Political

What Bernie Sanders, Hillary Clinton and Lib Dem Newbies have in common

When commenting before about the successful use of Reddit by the Bernie Sanders campaign, I highlighted how much moderation of the community by volunteer moderates was central to its success.

There was an active team of moderators, who ensured people kept focused and happy – something that’s not often the tone of online political comment threads. But that emphasis on the positive worked well, as it does for the very successful Lib Dem Newbies group on Facebook.

And also for one of the most successful pro-Hillary Clinton groups on Facebook:

A private Facebook group created a little over two weeks is rallying its more than 1.3 million members to wear the Democratic presidential candidate’ signature look — a pantsuit — on Election Day…

Administrators encourage members to adhere to the “go high” mantra made famous by first lady Michelle Obama, and so far, she says, “the response has been astounding.”

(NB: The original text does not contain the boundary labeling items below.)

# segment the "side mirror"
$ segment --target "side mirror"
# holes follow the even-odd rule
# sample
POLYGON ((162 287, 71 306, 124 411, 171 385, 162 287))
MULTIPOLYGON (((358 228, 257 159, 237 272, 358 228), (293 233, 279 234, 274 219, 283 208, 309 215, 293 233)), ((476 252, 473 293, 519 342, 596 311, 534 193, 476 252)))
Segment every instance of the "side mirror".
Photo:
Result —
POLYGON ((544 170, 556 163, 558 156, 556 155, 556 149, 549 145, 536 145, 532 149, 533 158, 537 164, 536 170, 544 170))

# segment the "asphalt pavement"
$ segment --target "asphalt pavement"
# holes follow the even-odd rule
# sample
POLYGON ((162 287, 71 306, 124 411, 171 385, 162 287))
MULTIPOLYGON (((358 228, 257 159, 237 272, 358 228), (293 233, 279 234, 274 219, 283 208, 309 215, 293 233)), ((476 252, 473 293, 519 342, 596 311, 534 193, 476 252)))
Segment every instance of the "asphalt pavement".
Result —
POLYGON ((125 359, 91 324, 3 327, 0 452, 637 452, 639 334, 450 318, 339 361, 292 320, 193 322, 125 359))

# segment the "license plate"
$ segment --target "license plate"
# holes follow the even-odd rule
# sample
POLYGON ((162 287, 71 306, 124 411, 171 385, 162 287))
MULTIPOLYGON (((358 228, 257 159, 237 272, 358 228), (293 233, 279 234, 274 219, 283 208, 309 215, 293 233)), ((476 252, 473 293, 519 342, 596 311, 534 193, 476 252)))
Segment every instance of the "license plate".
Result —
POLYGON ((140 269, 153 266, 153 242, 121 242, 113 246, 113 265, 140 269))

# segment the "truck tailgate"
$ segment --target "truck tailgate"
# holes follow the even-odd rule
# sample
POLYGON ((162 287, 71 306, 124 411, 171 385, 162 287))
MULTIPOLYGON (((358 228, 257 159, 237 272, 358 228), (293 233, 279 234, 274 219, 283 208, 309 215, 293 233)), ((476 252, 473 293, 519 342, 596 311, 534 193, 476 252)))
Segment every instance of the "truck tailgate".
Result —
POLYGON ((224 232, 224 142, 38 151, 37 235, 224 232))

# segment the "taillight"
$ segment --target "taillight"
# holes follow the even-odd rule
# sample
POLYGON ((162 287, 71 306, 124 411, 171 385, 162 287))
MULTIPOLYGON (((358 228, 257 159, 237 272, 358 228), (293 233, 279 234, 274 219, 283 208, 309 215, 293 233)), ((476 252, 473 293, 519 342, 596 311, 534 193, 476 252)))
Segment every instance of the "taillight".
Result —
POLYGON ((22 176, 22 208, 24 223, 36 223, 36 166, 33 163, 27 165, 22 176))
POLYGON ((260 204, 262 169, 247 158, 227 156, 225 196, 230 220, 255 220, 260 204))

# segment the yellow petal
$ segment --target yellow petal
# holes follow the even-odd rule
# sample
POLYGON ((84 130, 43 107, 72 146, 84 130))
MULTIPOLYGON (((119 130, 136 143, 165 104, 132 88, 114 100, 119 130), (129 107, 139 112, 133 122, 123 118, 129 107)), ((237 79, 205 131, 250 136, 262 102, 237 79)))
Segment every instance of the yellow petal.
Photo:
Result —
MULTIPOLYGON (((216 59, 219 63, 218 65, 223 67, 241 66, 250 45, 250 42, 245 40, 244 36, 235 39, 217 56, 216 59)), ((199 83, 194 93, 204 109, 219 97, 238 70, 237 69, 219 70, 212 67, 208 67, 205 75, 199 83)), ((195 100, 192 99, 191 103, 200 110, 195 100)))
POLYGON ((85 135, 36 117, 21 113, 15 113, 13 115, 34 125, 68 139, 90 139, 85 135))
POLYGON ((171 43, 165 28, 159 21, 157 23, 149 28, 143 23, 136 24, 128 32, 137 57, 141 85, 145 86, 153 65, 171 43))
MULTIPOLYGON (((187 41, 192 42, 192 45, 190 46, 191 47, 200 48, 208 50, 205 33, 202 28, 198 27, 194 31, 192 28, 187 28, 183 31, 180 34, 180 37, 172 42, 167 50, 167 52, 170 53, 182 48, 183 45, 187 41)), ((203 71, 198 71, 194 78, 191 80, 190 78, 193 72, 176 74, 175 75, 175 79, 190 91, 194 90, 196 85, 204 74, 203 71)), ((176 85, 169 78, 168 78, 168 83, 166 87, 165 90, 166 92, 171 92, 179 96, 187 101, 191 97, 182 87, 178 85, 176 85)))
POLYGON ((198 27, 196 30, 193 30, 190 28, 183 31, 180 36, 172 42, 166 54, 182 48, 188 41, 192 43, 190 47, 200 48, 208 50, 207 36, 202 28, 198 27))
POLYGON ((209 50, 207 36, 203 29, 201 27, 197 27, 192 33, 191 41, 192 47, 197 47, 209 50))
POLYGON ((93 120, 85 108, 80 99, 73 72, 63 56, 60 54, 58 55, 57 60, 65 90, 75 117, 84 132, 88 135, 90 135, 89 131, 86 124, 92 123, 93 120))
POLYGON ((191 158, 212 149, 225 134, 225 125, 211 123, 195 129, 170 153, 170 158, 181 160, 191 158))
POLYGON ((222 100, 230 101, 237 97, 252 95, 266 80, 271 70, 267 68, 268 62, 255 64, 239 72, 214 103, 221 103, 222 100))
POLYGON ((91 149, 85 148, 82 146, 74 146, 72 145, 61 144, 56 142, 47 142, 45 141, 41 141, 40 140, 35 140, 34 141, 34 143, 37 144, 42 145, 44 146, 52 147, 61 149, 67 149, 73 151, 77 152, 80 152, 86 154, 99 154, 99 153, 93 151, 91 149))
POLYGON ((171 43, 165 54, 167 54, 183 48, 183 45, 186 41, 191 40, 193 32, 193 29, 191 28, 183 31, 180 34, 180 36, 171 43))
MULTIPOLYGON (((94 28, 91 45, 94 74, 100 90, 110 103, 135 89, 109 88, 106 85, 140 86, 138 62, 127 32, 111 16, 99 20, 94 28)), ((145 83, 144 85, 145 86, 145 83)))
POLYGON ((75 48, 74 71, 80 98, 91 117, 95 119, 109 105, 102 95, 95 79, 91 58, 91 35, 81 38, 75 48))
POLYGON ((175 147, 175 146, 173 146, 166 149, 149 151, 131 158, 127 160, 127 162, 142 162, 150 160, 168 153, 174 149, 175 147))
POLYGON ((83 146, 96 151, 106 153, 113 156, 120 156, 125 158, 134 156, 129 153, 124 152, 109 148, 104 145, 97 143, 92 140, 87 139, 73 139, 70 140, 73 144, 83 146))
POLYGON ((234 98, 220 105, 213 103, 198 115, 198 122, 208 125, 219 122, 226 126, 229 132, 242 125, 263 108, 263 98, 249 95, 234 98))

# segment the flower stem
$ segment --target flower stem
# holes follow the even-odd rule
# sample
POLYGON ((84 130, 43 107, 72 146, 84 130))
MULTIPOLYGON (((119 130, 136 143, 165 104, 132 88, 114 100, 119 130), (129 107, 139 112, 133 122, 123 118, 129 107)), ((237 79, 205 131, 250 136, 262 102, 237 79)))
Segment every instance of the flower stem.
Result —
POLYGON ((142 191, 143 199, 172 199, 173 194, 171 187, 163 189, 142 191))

It takes a lot of work to keep things light, though. First, the group is set to “secret,” meaning members must be invited to join by another member. The idea is to make admission tougher for Clinton critics who might harass other members or start debates. Those who make it in are encouraged to focus on “positive, personal” posts, and moderators won’t approve rule-breakers. They’re also quick to delete negative comments about either candidate.

The enthusiasm, despite these restrictions, is telling. It’s a highly curated oasis of positivity … The result is exactly the social media community that many Clinton supporters say they have been craving.

That final point is an important, and often missing, dimension to debates about the appropriate moderation policies for an online community. Moderating a comment isn’t just about the rights and wrongs of the individual who posted it, it is also about everyone else in the community too. Just as a successful chair of a real world meeting takes into account the speaker and the audience, so too do successful moderation teams.

As I wrote in that Bernie Sanders post:

I’ve taken that approach usually when chairing Lib Dem events too. In the offline world, I struggle to think of any occasion when, for example, I’ve asked questioners to keep to the topic at hand and had a reaction of BUT THAT’S ILLIBERAL AND CENSORSHIP AND IF YOU DON’T LET ME SAY WHAT I WANT YOU’RE HEADING DOWN THE ROAD TO BEING A NAZI. Online, of course, those sort of reactions are rather more common.

One reason for that difference is that in the offline world everyone can see everyone else in the room, and so it’s instinctively more understandable and more accepted for the chair to do things that are there to serve the interests of everyone in the room even if they run slightly into conflict with the person who is talking at that immediate point in time.

In the online world, that wider audience is much easier to forget, neglect or simply not care about – especially as in most online situations it’s dominated by people who are silently reading rather than activity participating.

But just because you’re reading rather than typing and easy to ignore doesn’t mean you don’t matter or shouldn’t be considered. Especially if it’s a site or forum that aims for a wider audience rather than just a private discussion between people who already know each other well.